Added calendar_spo: a São Paulo holiday and business-day calendar (2012–2030) covering national, state, and municipal holidays, for use in demand seasonality and business-day adjustments.
Removed the forecasts and forecast_accuracy exports. These were exported in 1.0.0 by mistake: metrosp is an observed-demand data package and forecasting belongs downstream, so they should never have shipped.
Removed the metro_lines export. Its line-name columns (line_name, line_name_pt) are already denormalized onto every passenger/station dataset, and the full line list (including planned and CPTM lines) is available in lines.
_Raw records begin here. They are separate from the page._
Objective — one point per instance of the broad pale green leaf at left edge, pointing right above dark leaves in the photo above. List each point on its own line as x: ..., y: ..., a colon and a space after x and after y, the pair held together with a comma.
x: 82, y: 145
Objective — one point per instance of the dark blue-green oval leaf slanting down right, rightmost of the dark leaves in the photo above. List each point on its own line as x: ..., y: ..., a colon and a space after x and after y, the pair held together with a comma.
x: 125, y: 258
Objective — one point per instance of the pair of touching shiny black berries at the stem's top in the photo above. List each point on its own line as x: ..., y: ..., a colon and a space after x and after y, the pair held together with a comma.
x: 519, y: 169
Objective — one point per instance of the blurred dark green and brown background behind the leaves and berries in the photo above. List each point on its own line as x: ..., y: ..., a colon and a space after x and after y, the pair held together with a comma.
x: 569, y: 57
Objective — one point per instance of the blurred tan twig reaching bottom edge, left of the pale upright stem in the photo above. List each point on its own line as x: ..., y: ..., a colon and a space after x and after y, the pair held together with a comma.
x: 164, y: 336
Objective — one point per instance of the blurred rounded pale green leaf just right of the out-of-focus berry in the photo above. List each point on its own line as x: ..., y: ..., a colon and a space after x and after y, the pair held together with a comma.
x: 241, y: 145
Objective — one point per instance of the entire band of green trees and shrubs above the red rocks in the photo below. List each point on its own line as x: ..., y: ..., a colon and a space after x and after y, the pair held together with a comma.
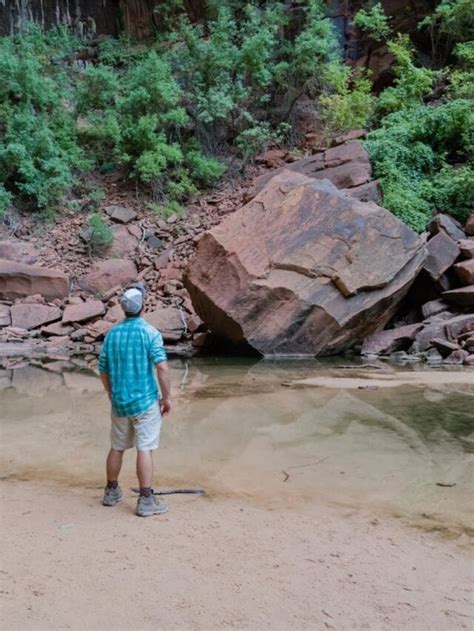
x: 175, y: 113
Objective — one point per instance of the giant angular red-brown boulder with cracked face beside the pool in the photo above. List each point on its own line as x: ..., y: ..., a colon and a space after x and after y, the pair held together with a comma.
x: 303, y: 269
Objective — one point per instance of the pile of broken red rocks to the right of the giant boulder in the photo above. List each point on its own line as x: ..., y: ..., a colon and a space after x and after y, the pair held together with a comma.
x: 439, y: 323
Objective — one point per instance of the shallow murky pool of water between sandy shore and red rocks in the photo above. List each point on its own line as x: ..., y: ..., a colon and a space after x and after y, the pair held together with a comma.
x: 393, y: 441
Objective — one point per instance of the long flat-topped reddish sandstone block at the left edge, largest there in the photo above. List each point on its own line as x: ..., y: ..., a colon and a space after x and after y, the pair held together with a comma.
x: 19, y: 279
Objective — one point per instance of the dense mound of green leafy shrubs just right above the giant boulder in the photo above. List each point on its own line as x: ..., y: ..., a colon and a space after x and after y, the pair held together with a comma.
x: 414, y: 153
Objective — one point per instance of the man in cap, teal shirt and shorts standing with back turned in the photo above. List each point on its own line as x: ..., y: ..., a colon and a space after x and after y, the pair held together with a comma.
x: 129, y: 355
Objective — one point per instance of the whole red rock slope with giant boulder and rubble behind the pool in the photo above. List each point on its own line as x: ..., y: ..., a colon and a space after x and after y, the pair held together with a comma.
x: 301, y: 260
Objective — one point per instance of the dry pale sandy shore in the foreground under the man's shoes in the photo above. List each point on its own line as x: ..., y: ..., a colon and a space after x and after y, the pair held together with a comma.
x: 215, y: 563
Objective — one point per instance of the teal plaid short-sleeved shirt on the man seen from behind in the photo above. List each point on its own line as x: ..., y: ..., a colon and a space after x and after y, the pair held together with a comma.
x: 129, y: 355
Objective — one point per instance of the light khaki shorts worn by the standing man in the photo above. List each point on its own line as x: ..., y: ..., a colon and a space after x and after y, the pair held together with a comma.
x: 142, y: 431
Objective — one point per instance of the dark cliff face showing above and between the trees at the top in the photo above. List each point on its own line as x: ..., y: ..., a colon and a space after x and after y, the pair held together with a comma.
x: 140, y: 18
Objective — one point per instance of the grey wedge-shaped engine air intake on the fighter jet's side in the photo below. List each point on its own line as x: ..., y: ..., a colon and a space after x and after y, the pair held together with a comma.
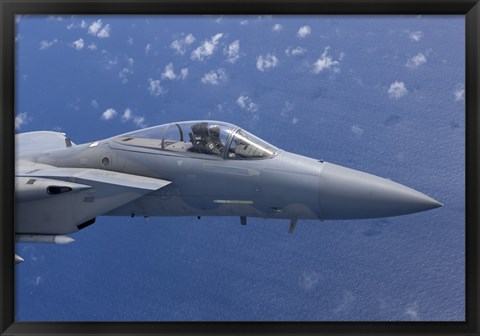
x: 53, y: 201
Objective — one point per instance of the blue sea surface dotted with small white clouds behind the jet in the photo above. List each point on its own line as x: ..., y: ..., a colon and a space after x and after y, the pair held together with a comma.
x: 380, y: 94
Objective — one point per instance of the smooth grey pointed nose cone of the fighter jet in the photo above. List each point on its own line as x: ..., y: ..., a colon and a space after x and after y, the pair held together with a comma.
x: 350, y: 194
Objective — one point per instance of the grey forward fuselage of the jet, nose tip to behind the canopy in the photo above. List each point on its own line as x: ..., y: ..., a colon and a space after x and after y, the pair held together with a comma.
x: 247, y: 177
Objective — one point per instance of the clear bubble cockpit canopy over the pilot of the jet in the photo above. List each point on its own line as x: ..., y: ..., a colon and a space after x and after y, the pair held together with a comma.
x: 206, y: 137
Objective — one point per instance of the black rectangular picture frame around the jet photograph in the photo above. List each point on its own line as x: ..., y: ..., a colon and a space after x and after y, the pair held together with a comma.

It remains an internal join dimension in the ETL pipeline.
station_daily$line_number / station_daily$year are now integer (previously double), matching the other datasets. Values are unchanged.
Data quality
Station names are now canonicalized consistently across the demand datasets (station_averages, station_daily) and the geometry datasets (stations), so a station joins cleanly across sources.
Fixed footnote-digit and sponsor-name contamination in station names (e.g. stray trailing digits and parenthesized line numbers).
Trailing unpublished NA rows are now trimmed per line during assembly; interior NAs (e.g. station outages) are preserved. All datasets rebuilt.
Refreshed the 2017–2019 source CSV.
Data pipeline
The data-raw/ ETL now runs as a targets pipeline (targets::tar_make()), replacing the flag-driven run_pipeline.R orchestrator. Pipeline functions live in data-raw/R/; the legacy scripts remain and produce identical output. See CLAUDE.md for the workflow.
Gated refreshes (download, historical re-import, Dataverse) are controlled by environment-variable flags via tarchetypes::tar_force() and skip cleanly when the flags are off.